Charles Stankievech is an artist redefining "fieldwork" at the convergence of geopolitics, deep ecologies, and sonic resonances. From the Arctic’s northernmost settlement to the depths of the Pacific Ocean, Stankievech's practice uncovers the paradoxes of our existence on the planet by engaging with the imperceptible. He is currently an Associate Professor in the Faculty of Architecture, Landscape and Design at the University of Toronto.
Oxana Timofeeva is a CApE fellow and former professor at the European University of St. Petersburg. She is a member of the artistic collective "Chto Delat" ("What is to be done"), and a senior Associate at the Institute of Global Reconstitution (IGRec, Berlin). Her books include Freud’s Beasty Boys: Sex, Violence, and Masculinity (Matthes & Seitz Berlin; Polity, 2025), Solar Politics (Polity 2022), How to Love a Homeland (Kayfa ta), and History of Animals (Bloomsbury 2018). Her new book On the Soul is forthcoming in 2025.

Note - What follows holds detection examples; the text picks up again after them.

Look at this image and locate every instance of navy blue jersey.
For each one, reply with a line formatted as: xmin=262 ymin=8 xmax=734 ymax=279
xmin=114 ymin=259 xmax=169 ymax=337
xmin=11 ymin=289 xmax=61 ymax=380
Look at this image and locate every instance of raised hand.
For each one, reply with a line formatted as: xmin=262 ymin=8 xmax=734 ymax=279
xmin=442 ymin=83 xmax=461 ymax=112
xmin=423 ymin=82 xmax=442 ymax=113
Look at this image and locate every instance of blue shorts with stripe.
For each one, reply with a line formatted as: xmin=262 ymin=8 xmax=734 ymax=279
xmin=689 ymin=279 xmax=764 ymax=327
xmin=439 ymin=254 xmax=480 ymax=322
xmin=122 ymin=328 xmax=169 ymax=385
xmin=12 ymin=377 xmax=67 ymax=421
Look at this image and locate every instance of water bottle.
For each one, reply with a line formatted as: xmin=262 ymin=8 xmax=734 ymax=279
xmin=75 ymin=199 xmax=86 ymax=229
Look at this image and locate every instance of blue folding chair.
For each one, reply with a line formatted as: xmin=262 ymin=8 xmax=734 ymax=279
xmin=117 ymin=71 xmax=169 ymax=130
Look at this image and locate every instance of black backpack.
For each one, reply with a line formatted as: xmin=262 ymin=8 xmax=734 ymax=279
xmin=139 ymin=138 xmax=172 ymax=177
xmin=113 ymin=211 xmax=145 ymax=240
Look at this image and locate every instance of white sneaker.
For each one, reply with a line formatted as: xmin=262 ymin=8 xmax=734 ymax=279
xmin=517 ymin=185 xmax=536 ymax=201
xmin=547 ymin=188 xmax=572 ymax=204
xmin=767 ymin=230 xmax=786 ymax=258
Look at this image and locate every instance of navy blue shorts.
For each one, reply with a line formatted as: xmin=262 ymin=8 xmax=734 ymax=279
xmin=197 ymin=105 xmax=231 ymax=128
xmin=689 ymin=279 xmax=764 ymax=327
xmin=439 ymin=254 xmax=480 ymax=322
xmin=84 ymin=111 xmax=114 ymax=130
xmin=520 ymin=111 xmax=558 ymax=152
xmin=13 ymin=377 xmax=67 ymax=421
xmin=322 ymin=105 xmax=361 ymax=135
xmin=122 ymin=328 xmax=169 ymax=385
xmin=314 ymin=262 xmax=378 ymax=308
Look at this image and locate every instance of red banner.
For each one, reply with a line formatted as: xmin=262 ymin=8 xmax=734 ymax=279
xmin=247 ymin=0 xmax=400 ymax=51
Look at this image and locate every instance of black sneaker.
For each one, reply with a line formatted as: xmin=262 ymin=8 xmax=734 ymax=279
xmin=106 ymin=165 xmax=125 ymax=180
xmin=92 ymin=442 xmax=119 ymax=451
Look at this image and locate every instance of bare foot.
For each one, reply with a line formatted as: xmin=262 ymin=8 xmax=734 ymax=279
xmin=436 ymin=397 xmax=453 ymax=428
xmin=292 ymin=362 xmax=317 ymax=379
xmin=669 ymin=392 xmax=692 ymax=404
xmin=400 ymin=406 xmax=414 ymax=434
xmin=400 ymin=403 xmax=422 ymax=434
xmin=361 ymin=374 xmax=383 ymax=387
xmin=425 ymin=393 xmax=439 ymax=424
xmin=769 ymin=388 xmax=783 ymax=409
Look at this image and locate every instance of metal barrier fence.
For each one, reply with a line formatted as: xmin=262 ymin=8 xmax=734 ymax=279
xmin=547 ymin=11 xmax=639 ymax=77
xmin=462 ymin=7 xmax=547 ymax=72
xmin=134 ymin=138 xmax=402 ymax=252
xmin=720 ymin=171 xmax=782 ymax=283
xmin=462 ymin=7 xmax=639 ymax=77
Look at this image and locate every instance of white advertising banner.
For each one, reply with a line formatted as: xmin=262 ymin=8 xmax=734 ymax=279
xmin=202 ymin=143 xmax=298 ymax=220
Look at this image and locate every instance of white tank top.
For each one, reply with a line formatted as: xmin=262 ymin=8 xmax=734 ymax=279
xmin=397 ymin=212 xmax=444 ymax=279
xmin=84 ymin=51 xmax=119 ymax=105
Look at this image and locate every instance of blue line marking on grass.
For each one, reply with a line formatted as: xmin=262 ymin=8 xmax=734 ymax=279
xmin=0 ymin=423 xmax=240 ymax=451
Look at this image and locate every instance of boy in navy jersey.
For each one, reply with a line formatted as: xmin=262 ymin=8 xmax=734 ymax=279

Dehlia Hannah is a curator and associate professor of Environmental Aesthetics in Art History at the University of Copenhagen. Her publications include A Year Without a Winter (Columbia University Press, 2019), The Routledge Handbook of Art and Science and Technology Studies (Routledge, 2021), and Blackout: A Manifesto (e-flux Architecture, 2024). As a CApE fellow in 2025 she is completing a monograph titled Rewilding the Museum (Hatje Cantz, 2026) and planning an arts festival to take place during a power failure.